Regione Sardegna

La centenaria di Amatrice torna a casa dopo aver rivisto Berchidda

Pubblicato il 26 settembre 2017 • Rassegna Stampa

Aveva espresso il desiderio di rivedere la sua adorata Berchidda dopo aver vissuto il terremoto nel centro Italia dello scorso anno. Ed è stata accontentata la centenaria Paolina Vargiu. Sua figlia le ha offerto una settimana in Sardegna in occasione delle sue nozze d’oro. Un viaggio nell’isola al posto di una crociera col marito. La nonnina è stata accolta dall’amministrazione comunale, orgogliosa di poterla riabbracciare. A fare gli onori di casa è stata la vicesindaco Pierangela Mazza.

Nel settembre del 2016, il Consiglio comunale deliberò unanime la solidarietà per Amatrice, stabilendo che le iniziative di raccolta fondi organizzate in paese andassero a favore della frazione di Sant’Angelo distrutta, dove visse la signora Vargiu, in un simbolico ponte tra Berchidda e Amatrice.

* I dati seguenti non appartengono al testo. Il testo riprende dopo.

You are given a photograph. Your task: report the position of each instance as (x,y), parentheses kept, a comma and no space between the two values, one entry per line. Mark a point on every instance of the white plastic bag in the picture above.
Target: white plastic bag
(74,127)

La nonnina si trovava nel suo letto quando la terra aveva cominciato a tremare. Era stata la figlia Chiara, per fortuna ospite da lei in quei giorni, a metterla in salvo quando la terra aveva cominciato a tremare. «Sono contenta di essere ritornata nella mia amata Sardegna, nella mia amata Berchidda – ha detto commossa zia Paolina –. Sono passati quattro anni dall'ultima volta e avevo questo desiderio».

E in questi giorni di permanenza in Sardegna la nonnina se ne è andata un po’ in giro per l’isola. A Orosei a salutare sua sorella che ha 90 anni e a riabbracciare i nipoti. Si è poi goduta il mare a Olbia. «Sono stati i due

minuti più lunghi della mia vita quelli che ho vissuto durante il terremoto – ha raccontato –, ma è passato anche quel momento. Ho festeggiato 100 anni, sono riuscita a rivedere la mia amata terra e a stare con i miei parenti in Sardegna. Tutto grazie a Dio».